The River Arts District is the clearest expression of Asheville’s creative soul. Its signature is exposed brick warehouses-turned art studios a la the Asheville Cotton Mill, a hub for working artists, fashion designers, a fledgling cider brewer and a ground level Guitar Bar specializing in swing and jazz standards. Around the corner is Wedge Studios, with artist workspaces and a hip boîte, and District, which traffics in hard-to-find biodynamic wines. Noted chocolatier French Broad Chocolate has its factory here (and a retail shop for bonbons and ice cream), which offers daily tours of the bean to bar facility.
Asheville’s buzzed-about food scene runs the gamut from delightful dives (Henrietta’s Poultry Shoppe, Sunny Point Cafe) and barbecue joints (12 Bones Smokehouse,) to upscale dining (Cucina 24) and plenty of eateries with edge (Aux Bar, Curate, Smoky Park Supper Club). For a sugar boost,Hole Donuts is essential.
If living history excites you, the century-old Omni Grove Park Inn (listed on the National Register of Historic Places) is an arts and crafts gem with outdoor pools, tennis courts, spa and wraparound mountain views best enjoyed over dinner from the hotel’s excellent restaurant, Sunset Terrace, with rooms starting at $250. The recently opened AC hotel has spacious, contemporary rooms and a rooftop bar, starting at $189.

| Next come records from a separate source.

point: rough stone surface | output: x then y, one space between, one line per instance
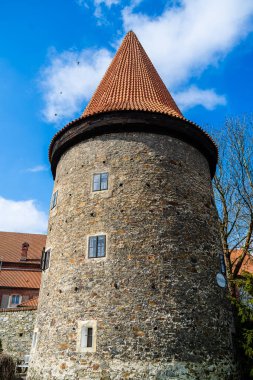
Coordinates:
159 312
16 329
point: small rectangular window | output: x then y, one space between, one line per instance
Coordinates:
54 200
45 259
97 246
100 182
34 339
89 336
15 300
86 336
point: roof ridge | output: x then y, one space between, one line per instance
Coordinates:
131 82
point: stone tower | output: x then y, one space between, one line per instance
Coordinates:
129 284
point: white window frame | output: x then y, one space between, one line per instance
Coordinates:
105 246
82 328
48 250
10 304
34 339
96 174
54 200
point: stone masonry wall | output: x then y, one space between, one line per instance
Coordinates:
159 312
16 329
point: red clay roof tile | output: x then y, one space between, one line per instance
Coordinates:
11 245
33 302
132 83
20 279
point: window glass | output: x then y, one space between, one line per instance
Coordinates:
34 341
100 181
96 182
92 246
47 259
104 181
54 200
15 299
84 337
89 336
96 246
101 246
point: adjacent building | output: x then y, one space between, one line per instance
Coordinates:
20 267
129 284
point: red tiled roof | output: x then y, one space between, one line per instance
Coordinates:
11 245
20 279
132 83
247 265
33 302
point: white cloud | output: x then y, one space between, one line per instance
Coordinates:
70 79
182 42
98 6
194 96
36 169
21 216
191 35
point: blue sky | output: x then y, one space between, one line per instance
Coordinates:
53 54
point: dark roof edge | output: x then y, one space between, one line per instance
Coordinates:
132 121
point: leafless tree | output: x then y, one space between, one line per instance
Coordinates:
233 189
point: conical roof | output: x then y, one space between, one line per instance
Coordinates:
132 83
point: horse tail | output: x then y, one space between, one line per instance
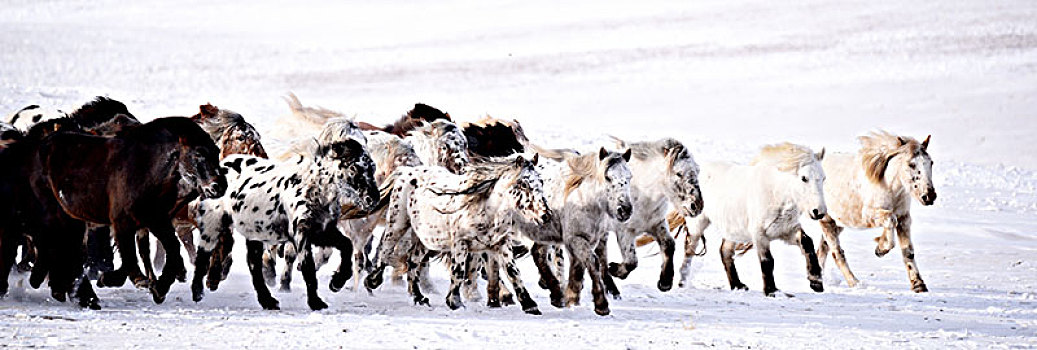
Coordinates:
558 154
619 142
316 116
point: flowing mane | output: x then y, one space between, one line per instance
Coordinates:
786 156
877 148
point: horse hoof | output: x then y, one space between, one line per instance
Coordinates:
316 304
269 303
373 281
454 304
337 282
665 286
817 286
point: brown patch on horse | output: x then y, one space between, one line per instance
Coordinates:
491 137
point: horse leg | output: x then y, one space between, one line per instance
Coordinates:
603 254
417 261
548 279
832 232
167 236
493 282
766 266
144 249
667 246
99 252
290 254
471 287
907 250
28 254
885 241
254 259
727 257
461 259
310 276
693 236
506 258
813 267
626 238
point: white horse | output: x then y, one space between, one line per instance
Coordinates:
758 203
461 214
664 174
873 188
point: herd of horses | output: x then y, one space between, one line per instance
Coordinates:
472 196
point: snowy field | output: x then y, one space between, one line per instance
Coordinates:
725 77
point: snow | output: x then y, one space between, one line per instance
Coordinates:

Woodstock is the bohemian beating heart of Hudson Valley. Have breakfast at the Mud Club, a treehouse-like bagel shop with inventive schmear, and stroll down Tinker Street to check out the Golden Notebook bookshop, vintage stemware at Shop Little House and Three Turtle Doves for well-edited vintage fashion. Glo Spa supplies au courant pampering — think fireplace adorned treatment rooms and pelt-studded relaxation area with views of deer leaping through the surrounding prairies grass. In midafternoon, ice cream at Nancy’s of Woodstock Artisinal Creamery is an ideal pick-me-up.

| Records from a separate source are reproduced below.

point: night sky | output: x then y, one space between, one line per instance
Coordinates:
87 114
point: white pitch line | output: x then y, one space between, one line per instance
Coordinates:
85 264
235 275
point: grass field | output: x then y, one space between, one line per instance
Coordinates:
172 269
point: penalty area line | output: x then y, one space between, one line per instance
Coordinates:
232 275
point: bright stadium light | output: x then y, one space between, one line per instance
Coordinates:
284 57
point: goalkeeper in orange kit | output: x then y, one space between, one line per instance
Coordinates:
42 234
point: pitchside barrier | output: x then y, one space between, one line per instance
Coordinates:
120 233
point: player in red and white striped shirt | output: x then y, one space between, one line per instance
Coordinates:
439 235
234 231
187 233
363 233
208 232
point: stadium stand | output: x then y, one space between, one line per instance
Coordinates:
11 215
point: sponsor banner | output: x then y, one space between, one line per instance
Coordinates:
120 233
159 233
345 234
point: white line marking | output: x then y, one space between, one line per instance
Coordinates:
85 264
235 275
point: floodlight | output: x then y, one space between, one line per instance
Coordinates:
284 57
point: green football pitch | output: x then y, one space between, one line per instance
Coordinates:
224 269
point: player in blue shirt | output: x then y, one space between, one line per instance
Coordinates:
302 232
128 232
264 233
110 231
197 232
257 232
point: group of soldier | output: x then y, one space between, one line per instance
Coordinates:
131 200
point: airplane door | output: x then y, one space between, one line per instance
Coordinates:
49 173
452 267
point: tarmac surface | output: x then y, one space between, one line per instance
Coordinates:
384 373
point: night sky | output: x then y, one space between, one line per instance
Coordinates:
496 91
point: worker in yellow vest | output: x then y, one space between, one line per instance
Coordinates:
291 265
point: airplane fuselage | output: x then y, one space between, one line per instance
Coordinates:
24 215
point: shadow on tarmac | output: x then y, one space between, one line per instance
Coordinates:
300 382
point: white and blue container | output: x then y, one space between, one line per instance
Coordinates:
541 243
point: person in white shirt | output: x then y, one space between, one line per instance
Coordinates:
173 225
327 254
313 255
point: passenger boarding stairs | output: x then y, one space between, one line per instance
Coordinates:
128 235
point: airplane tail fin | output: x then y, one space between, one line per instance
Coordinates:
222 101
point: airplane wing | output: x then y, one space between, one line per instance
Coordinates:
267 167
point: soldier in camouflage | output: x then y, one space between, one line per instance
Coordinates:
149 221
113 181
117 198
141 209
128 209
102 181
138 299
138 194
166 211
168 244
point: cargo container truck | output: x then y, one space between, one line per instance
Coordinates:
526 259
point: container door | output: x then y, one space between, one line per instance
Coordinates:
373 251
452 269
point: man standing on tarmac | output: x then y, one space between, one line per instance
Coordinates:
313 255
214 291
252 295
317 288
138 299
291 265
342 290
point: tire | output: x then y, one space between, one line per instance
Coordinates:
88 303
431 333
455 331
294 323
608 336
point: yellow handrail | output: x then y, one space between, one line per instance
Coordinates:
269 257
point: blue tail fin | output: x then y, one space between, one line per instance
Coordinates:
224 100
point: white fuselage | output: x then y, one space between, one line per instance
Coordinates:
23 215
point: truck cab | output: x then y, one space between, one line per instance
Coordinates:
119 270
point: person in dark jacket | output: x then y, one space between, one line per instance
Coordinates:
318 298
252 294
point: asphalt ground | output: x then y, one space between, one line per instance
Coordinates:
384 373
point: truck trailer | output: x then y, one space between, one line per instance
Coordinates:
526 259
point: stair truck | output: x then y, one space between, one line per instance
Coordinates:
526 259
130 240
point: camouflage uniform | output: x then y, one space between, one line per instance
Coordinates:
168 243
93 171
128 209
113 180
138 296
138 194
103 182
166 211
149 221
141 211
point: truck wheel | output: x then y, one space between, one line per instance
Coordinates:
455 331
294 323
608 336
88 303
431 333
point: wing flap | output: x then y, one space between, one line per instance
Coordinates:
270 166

There are wonderful hikes here, too, such as the 2.4-mile trek up Overlook Mountain to the colorful Karma Triyana Dharmachakra, a Tibetan monastery. One town over in Phoenicia, there are rapid elevation hikes such as Tanbark Loop and Slide Mountain Wilderness. Also in Phoenicia is a popular tubing destination, Esopus Creek.

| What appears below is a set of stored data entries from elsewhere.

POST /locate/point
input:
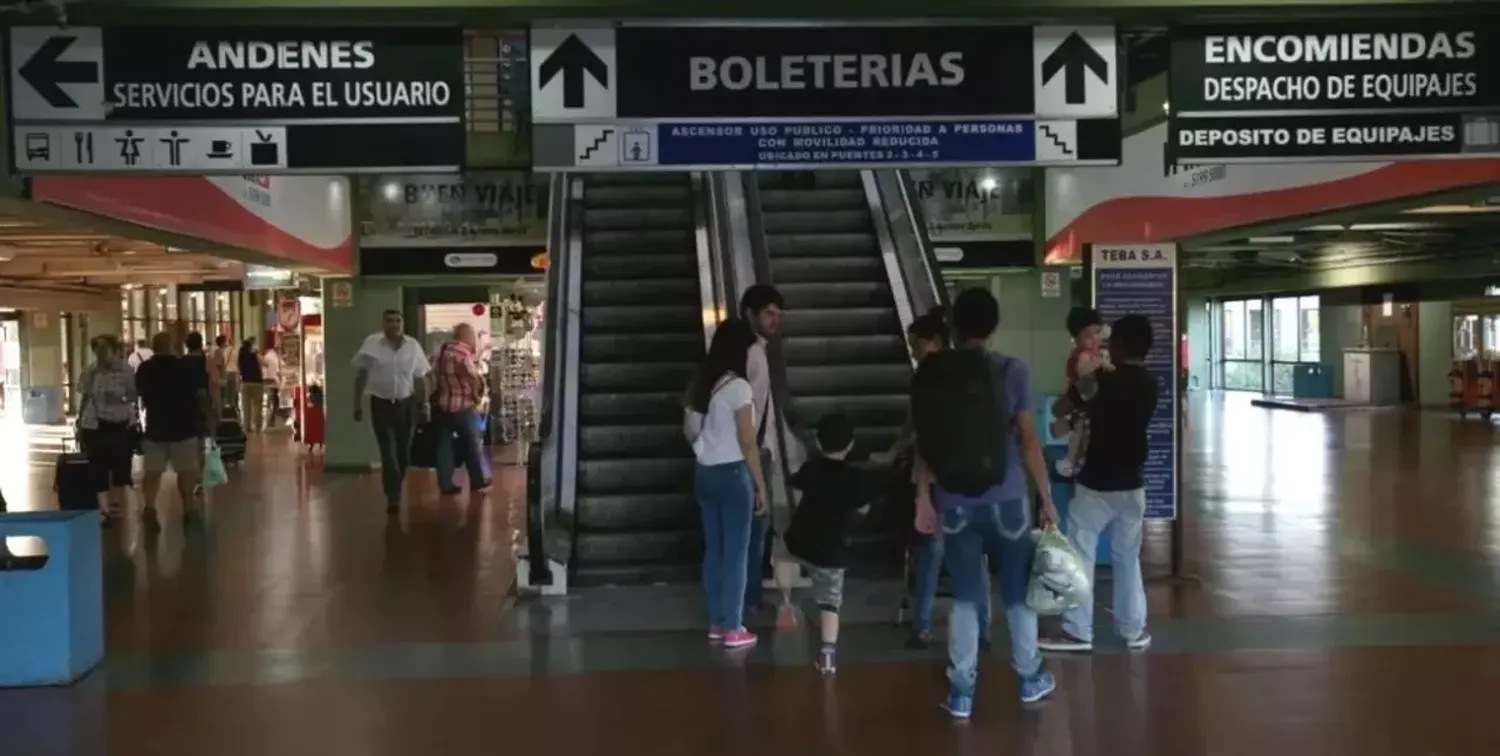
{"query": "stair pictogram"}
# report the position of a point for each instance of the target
(599, 141)
(1056, 138)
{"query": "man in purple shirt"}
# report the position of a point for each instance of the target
(993, 524)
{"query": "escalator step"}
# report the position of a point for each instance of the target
(839, 321)
(623, 512)
(605, 348)
(849, 243)
(843, 350)
(644, 318)
(621, 293)
(639, 242)
(626, 441)
(837, 294)
(864, 411)
(635, 377)
(635, 476)
(665, 195)
(639, 548)
(630, 407)
(834, 380)
(659, 266)
(632, 218)
(782, 200)
(816, 222)
(831, 270)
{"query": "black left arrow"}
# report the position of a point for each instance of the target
(47, 74)
(1074, 57)
(573, 59)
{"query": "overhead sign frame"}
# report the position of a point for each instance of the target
(234, 101)
(1373, 90)
(767, 96)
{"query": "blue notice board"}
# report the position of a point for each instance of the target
(848, 143)
(1142, 279)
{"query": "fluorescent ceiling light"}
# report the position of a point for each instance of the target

Meals shine with locally sourced ingredients. Try Tinker Taco Lab, a creekside taqueria, or Silvia, a hot spot for upscale comfort food infused with Korean flavors. Across the street, Early Terrible, is a cool, art-filled cocktail den with exceptional playlist. While driving, keep an eye out for the farm stands peppered throughout the country roads.
It’s always wonderful to find in-the-thick-of-things lodging that feels remote. This is the case with Woodstock Way, a 13-room boutique hotel tucked behind a waterfall with cedar siding, crisp, whitewashed rooms and floor-to-ceiling windows to take in the leafy environs. Perks include creekside dinners with local chefs and easy pedestrian access to town. Rooms start at $250. Over in Hunter, Scribner’s Catskill Lodge is a 1960s motel turned perky mountain lodge with inviting, public spaces (ping-pong table, pool table, roaring fires), outdoor fire pits (s’mores anyone?)and Nordic-feeling rooms with exposed stonework. Nearby, there is an abundance of hiking (Colgate Lake, Devil’s Path and Kaaterskill Falls), though you may be tempted to stay on property to enjoy the pool and lawn games. Rooms start at $212.
This story originally ran in the Washington Post on July 19, 2019.